Лев Толстой. «Пророк без чести»: хроника катастрофы - стр. 11
Своеобразным ответом на культивирование «официальной религиозности» были различные формы маргинальной духовности. В частности, эпоха Александра I в религиозном отношении отличается острым интересом к мистицизму: «Потому так легко и так часто люди того поколения впадают в прелесть, в мечтательность или визионерство. То была эпоха мечтаний вообще, эпоха грез и вздохов, видений, провидений и привидений…»[10].
Для этого времени характерно наметившееся еще в екатерининское царствование в масонских кружках противопоставление «внешнего» и «внутреннего» в христианстве, причем эта тенденция под влиянием идей западных мистиков имела ярко выраженную хилиастическую окраску.
В свете сказанного очень показателен, например, список авторов, которые оказали влияние на формирование религиозных взглядов императора Александра I и которых вместе с императором читали все его образованные современники.

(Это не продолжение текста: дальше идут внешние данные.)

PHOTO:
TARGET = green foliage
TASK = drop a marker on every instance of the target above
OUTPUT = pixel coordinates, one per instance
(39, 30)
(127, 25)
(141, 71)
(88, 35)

Это И. К. Лафатер, Л.К. де Сен-Мартен, К. фон Эккартсгаузен, Тереза Авильская, И. Г. Юнг-Штиллинг, Варвара-Юлия Крюденер и другие. Конечно, трудно предположить, что эти имена что-то говорят современному читателю. Они жили в разных странах и в разное время. Их всех объединяет одно – склонность к мистическим переживаниям, имеющая достаточно болезненную окраску, и стремление рассказать об этих переживаниях широкому кругу читателей, тяга к пророчествам и предсказаниям.
Очень важно, что при всех поисках и блужданиях в русском обществе, несмотря на апостасийные тенденции, никогда не умирала тяга к православной духовности в ее народно-монашеском варианте.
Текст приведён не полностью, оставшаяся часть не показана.